Il est ainsi établi que les conditions d'application de l'article L. 781-1 du Code du travail sont remplies ; il importe peu à cet égard que l'exploitation de la station-service ait été faite au nom de la société JS Benoît, étant observé que selon l'article 4.1. du contrat, celui-ci n'a été signé par la société Elf Antar France qu'en considération de la personne des gérants et de l'engagement pris par ces derniers de diriger et d'exploiter personnellement le fonds de commerce, toute cession ou sous-location étant subordonnée à l'accord de la société Elf Antar France (articles 4.8.2.1. et 4.10), et qu'en vertu de l'article 1er du préambule, le contrat pouvait être résilié de plein droit en cas de changement d'un seul ou des deux gérants ou de modification dans la répartition du capital social non approuvée préalablement par la société Elf Antar France.

De même, il n'importe que la société JS Benoît ait eu toute liberté d'embaucher du personnel, cette circonstance n'étant pas de nature à supprimer l'état de dépendance économique de M. et Mme Dray à l'égard de la société Elf Antar France.

Dans ces conditions, il apparaît que derrière l'écran de la société JS Benoît, dont le caractère fictif est établi, M. et Mme Dray avaient en réalité la qualité de gérants au sens de l'article L. 781-1 du Code du travail.

Par suite, la rupture intervenue est la conséquence de la décision unilatérale de la société Elf Antar France, en qualité d'employeur, et non de l'expiration du terme fixé pour le contrat de gérance, comme le prétend la société Elf Antar France.

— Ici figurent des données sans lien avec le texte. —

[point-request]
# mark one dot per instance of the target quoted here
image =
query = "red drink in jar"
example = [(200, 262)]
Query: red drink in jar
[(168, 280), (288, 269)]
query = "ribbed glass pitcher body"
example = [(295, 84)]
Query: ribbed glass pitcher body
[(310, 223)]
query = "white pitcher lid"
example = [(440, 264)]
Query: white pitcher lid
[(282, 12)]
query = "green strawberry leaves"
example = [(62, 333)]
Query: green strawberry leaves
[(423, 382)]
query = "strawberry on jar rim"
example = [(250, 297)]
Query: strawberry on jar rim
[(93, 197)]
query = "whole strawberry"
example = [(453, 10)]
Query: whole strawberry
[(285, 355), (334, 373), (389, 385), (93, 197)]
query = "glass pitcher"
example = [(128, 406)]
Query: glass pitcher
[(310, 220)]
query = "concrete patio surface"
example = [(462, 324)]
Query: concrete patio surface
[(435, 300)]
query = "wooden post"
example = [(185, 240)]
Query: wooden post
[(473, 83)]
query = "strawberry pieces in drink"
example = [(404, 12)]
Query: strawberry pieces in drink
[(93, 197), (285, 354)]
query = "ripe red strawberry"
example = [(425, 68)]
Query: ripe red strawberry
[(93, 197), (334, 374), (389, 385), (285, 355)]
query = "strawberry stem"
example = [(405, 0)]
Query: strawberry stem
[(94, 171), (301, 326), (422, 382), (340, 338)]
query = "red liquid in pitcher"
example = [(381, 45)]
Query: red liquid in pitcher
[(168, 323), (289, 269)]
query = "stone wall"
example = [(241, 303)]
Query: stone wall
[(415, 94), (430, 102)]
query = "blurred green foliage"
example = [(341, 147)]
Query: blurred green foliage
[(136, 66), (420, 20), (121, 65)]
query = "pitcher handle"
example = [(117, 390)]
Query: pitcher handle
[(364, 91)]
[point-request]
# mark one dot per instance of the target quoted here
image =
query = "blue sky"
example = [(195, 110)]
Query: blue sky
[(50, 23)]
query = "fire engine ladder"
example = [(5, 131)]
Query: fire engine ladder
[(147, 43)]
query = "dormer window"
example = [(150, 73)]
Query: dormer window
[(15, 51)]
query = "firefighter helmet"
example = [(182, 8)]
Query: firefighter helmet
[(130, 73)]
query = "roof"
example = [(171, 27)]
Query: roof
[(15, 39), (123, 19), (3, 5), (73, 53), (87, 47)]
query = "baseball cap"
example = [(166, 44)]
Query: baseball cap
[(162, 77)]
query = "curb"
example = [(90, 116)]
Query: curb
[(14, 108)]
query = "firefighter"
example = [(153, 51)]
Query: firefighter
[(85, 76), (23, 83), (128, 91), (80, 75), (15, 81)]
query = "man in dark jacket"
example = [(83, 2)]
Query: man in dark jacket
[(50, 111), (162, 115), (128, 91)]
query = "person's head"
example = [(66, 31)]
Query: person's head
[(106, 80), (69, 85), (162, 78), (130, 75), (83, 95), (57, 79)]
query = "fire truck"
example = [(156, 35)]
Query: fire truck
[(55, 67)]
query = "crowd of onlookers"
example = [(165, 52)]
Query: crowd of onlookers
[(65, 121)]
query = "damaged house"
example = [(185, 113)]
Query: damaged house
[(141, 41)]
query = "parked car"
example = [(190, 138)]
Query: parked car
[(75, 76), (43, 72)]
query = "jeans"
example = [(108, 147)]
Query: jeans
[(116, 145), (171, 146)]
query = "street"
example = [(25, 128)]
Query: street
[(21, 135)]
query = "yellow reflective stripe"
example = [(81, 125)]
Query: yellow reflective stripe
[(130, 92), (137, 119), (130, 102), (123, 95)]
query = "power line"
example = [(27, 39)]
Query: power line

Sur la portée de l'application des accords interprofessionnels du pétrole

Le caractère fictif de la société JS Benoît étant acquis, M. et Mme Dray ne peuvent invoquer l'inopposabilité à leur égard des accords interprofessionnels du pétrole.

La société JS Benoît, a sollicité, en application de ces accords, le versement d'une prime de fin de relations contractuelles et la reprise des stocks (cf lettre du 20 mai 1996).

La société Elf Antar France a accepté la reprise des stocks, pour un montant de 147 800,23 F.

Le bénéfice des dispositions de l'article L. 781-1 du Code du travail est exclusif de celui des avantages prévus par les accords interprofessionnels du pétrole, de sorte que M. et Mme Dray doivent être considérés comme ayant de façon claire et non équivoque renoncé à se prévaloir du statut de travailleurs ; leurs demandes seront donc rejetées.

Sur l'article 700 du nouveau Code de procédure civile

Il n'y a pas lieu en la cause à application de l'article 700 du nouveau Code de procédure civile.

Par ces motifs, LA COUR, Statuant publiquement, par arrêt contradictoire, Déclare irrecevable la demande d'annulation du jugement formée par la société Elf Antar France; Confirme le jugement déféré en ce qu'il a mis hors de cause la SO.BEAU.DIS; Infirme pour le surplus le jugement déféré et statuant à nouveau, Déboute M. et Mme Dray de leurs demandes; Ordonne le remboursement par M. et Mme Dray de la somme de 239 282,72 F (deux cent trente-neuf mille deux cent quatre-vingt-deux francs soixante-douze centimes) versée au titre de l'exécution provisoire du jugement déféré ; Dit n'y avoir lieu à application de l'article 700 du nouveau Code de procédure civile; Condamne M. et Mme Dray aux dépens.